Vortrag auf dem 13. Internationalen Karton-Modellbau-Treffen am 28.04.2001 in Bremerhaven

                          Seit 1989  lädt  das Deutsche Schifffahrtsmuseum in Bremerhaven zu einem jährlichen Karton-Modellbau-Treffen ein, zu dem Teilnehmer aus dem In- und Ausland anreisen. An einem Wochenende können sich die Freunde des Kartonmodellbaus untereinander austauschen, interessante Vorträge halten und hören und ihre fertigen Modelle präsentieren. Peter J. Visser aus Holland hat Bildberichte über die beiden letzten Treffen zusammengestellt (dort bitte "Pictures: Fairs and exhibitions" anklicken). Das Thema meines Vortrags lautete "Pneumatische Antriebe in der Papiermechanik", das Manuskript und die gezeigten Overhead-Folien sind unten abgedruckt.


                  1. Einleitung

Mein heutiger Beitrag greift das Thema vom letzten Jahr auf und führt es weiter. Vor einem Jahr ging es um die Umwandlung einer Drehbewegung in die gewünschte Bewegung des Papiermodells, vorgestellt habe ich die Wirkungsweise von Kurbelgleiter, Kurbelschwinge, Kurbelschleife, Taumelscheibe, Nocken, Sperrrad und Reibrad. Im Mittelpunkt meiner heutigen Ausführungen steht der pneumatische Antrieb von Papiermodellen. Ich will dies anhand von fünf Modellen erläutern.

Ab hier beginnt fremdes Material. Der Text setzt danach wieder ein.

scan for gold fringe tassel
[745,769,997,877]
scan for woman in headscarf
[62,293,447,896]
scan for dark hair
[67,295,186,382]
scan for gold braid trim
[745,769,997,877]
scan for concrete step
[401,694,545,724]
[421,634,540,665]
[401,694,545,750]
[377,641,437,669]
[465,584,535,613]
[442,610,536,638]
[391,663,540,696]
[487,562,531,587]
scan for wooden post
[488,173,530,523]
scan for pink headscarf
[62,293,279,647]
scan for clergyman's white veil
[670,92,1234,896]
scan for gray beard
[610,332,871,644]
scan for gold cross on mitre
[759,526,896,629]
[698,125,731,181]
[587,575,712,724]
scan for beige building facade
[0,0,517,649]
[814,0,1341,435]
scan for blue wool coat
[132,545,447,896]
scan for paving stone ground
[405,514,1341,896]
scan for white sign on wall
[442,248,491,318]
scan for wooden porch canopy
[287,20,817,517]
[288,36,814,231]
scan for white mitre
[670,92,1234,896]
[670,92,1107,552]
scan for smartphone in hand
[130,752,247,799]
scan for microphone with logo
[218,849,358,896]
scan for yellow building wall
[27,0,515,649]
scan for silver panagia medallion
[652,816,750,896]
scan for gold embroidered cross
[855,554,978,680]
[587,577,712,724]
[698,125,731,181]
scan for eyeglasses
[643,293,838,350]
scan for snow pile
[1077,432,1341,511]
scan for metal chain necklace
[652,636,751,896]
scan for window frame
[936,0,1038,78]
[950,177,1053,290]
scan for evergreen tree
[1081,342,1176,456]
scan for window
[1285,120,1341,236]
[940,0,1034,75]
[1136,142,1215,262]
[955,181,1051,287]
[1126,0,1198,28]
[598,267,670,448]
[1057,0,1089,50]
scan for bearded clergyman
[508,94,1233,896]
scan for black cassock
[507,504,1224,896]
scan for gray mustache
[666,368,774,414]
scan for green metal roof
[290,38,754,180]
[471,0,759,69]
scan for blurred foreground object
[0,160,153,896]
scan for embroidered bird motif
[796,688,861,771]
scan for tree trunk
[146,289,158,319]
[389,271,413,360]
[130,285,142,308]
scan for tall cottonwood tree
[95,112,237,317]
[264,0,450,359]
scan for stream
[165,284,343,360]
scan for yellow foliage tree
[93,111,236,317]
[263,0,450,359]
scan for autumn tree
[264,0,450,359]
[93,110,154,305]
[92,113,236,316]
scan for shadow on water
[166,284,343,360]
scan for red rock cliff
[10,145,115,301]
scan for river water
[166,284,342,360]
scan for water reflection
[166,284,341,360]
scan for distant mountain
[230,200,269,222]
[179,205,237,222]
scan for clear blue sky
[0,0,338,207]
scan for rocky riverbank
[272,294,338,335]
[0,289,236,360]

                             2. Modelle

2.1 Rakete


Beim Modell des Phantasia-Verlages in Wyk auf Föhr wird eine kleine Rakete per Druckluft abgeschossen. Die Druckluft wird durch schnelle Kompression eines Blasebalgs erreicht. Die Bauteile dieses Modells sind: Blasebalg, Abschussrohr und Flugkörper. Durch das lange Abschussrohr wird eine gute Führung erreicht und der Druckverlust minimiert. Anforderungen an den Zusammenbau: Die Faltung und Klebung des Blasebalgs ist kniffelig, undichte Stellen können zum Druckabfall führen. Abschussrohr und Rakete müssen gut gerundet sein, sonst klemmt es.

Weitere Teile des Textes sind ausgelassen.